So, this is partly inspired by @anthurak's posts on the subject, but...Jaune's struggle is really a hell of his own making. Not just because he tried to skip the line and go to Beacon without combat experience, but because he doesn't seem to be working all that hard at being a Huntsman once he gets there!
Like, the first class we see him failing at is a combat one, but then we get a prolonged scene with him screwing up in history with Oobleck. And the thing is, that's a totally mundane subject — Jaune shouldn't be at a disadvantage there! Assuming he had a normal and stable school life (rather than, idk, terrible homeschooling) before attending Beacon, I actually think he'd probably be in better shape academically than a lot of his peers.
(Ren and Nora might have gone to combat school, but they also might've just lived on their own with no stability or formal education until Beacon. And Blake has lived in isolated terrorist camps for the last five years, so even if her childhood education was excellent and she's a bookworm by nature, she had to have missed some common-core stuff.)
But Jaune is failing a history class...right up until Cardin threatens him, it seems like. Because then Jaune gets blackmailed into doing all of Cardin's homework, and seemingly succeeds? Granted, direct blackmail is a greater incentive to do your homework than just bad grades. (I wonder if the fraud and taking up a spot at one of the very competitive Huntsman Academies — of which there are four in the entire world — is not just an expulsion kind of crime but the jail-time type. Because that's one hell of a sword of Damocles to have swinging over your head.) I'm also betting Jaune's own grades took a hit, since he probably didn't do every assignment twice over, once for himself and once for Cardin, and turn out something great both times. He wasn't actually doing good work twice, only once, but that's still more than he was managing sans blackmail.
Anyways. My point: if Jaune doing all of Cardin's homework was resulting in bad grades for Cardin, then Cardin would've threatened Jaune further, or just exposed him outright. Jaune doing Cardin's work was getting at least a C-average, meaning Jaune could've dragged himself up that much, at least academically, by himself! He didn't need help, he needed motivation.
BUT. I think I know why Jaune was failing even the academic subjects he should've been able to pass. It was because he was so deeply disconnected from the reality of being a Huntsman.
I mean, we knew that he didn't know what it took as soon as he admitted he cheated his way into Beacon. That he used fake transcripts and never actually went to combat school or learned to fight. But to cut more to the point, I don't think Jaune had ever really thought about the reality of being a Huntsman — that as Team RWBY say in Volume 2, it is a job. One that takes knowledge and practice and technical skills as well as combat training!

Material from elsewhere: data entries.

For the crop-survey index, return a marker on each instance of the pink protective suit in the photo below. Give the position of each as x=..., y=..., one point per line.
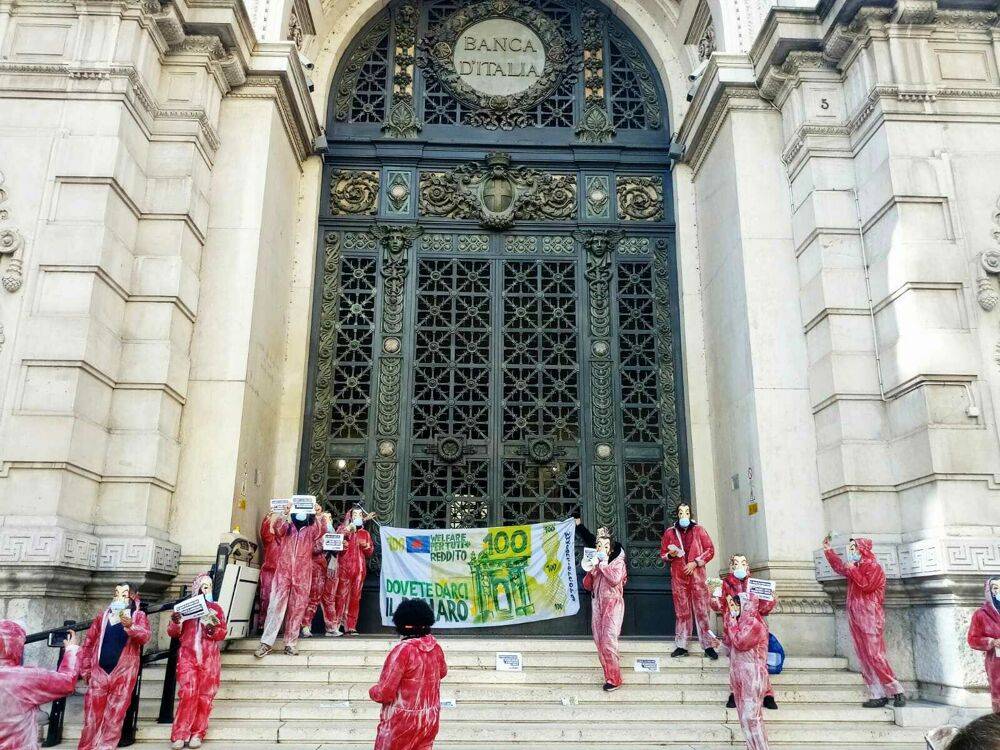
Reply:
x=984, y=632
x=606, y=582
x=292, y=580
x=270, y=553
x=198, y=670
x=108, y=695
x=409, y=690
x=748, y=670
x=352, y=567
x=733, y=586
x=690, y=592
x=866, y=617
x=24, y=689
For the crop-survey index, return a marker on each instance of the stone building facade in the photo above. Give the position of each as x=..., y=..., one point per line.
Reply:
x=837, y=254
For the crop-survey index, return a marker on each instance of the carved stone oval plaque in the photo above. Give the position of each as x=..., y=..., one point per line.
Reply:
x=499, y=57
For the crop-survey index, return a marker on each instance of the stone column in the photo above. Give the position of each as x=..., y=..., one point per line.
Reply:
x=761, y=422
x=890, y=129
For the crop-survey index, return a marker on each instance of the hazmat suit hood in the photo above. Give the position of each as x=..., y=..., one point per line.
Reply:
x=12, y=638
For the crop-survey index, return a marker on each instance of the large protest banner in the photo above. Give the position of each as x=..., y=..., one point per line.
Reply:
x=482, y=577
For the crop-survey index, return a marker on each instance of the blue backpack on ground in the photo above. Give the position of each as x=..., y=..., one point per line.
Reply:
x=775, y=655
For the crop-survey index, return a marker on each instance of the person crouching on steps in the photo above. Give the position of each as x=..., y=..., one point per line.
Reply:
x=606, y=582
x=409, y=688
x=198, y=667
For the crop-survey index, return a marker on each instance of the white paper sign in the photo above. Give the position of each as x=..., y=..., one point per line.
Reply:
x=304, y=504
x=764, y=590
x=508, y=661
x=192, y=609
x=647, y=665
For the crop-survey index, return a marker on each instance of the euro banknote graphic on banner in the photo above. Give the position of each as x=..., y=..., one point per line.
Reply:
x=504, y=575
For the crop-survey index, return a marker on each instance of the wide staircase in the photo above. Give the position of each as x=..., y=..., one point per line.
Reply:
x=319, y=700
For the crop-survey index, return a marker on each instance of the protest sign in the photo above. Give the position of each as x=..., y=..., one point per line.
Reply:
x=509, y=661
x=481, y=577
x=764, y=590
x=304, y=504
x=192, y=609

Because...well, look at what Jaune says when he explains himself to Pyrrha, citing his family as the reason for his choice.
"They were all warriors, they were all heroes! I wanted to be one too."
Jaune says his father and grandfather were warriors and heroes, but not Huntsmen. He's thinking of the fantasy of the job when he applies to Beacon, not the reality of the job. He doesn't know the work or have the skills, sure, but it's not just down to effort and grit and training. Jaune also doesn't seem to understand the practicalities of what a Huntsman's job really looks like.
I want to be clear: I love Jaune as a character. He grows by leaps and bounds. But he really did start off the series living in fantasyland.